1.2.1 COSA SI INTENDE PER CAPITALE INTELLETTUALE
Gli apporti teorici sul tema del capitale intellettuale sono numerosi. I più
rilevanti, che hanno sancito l'affermazione del concetto, si collocano verso la metà
degli anni Novanta. Nel 1994, gli editoriali di Thomas Stewart apparsi su Fortune
portano un'ampia comunità di professionisti a riflettere sulle rispettive
organizzazioni in termini di conoscenza. Egli definisce il capitale intellettuale
come l'asset a maggior valore per l'impresa, essendo rappresentato dal patrimonio
di conoscenza, informazioni, proprietà intellettuale ed esperienza da utilizzarsi per
raggiungere una posizione di "benessere". Secondo un contributo uscito pochi
anni dopo, il concetto di capitale intellettuale richiama l'insieme delle risorse
intangibili [Bontis, 1996; Edvinsson and Malone, 1997; Roos and Roos, 1997]
presenti nell'azienda e le loro interconnessioni [Roos at al., 1997; Bontis, 1998]. Il
problema, pertanto, si sposta sulla definizione di risorse intangibili: basti
affermare, in questa sede, che si considera risorsa un qualsivoglia fattore, più o
meno direttamente a disposizione dell'azienda, in grado di influenzare la creazione
di valore.

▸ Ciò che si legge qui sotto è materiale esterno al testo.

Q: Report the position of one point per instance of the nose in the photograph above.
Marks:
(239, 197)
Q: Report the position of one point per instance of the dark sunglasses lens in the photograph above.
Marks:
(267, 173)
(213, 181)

Più precisamente Daft (1983) definisce le risorse di un'impresa come
tutte le attività, capacità, processi organizzativi, attributi, informazioni e
conoscenze controllate dalla stessa, che le permettono di elaborare ed
implementare strategie che aumentino la sua efficienza ed efficacia e che le
permettano di raggiungere i suoi obiettivi.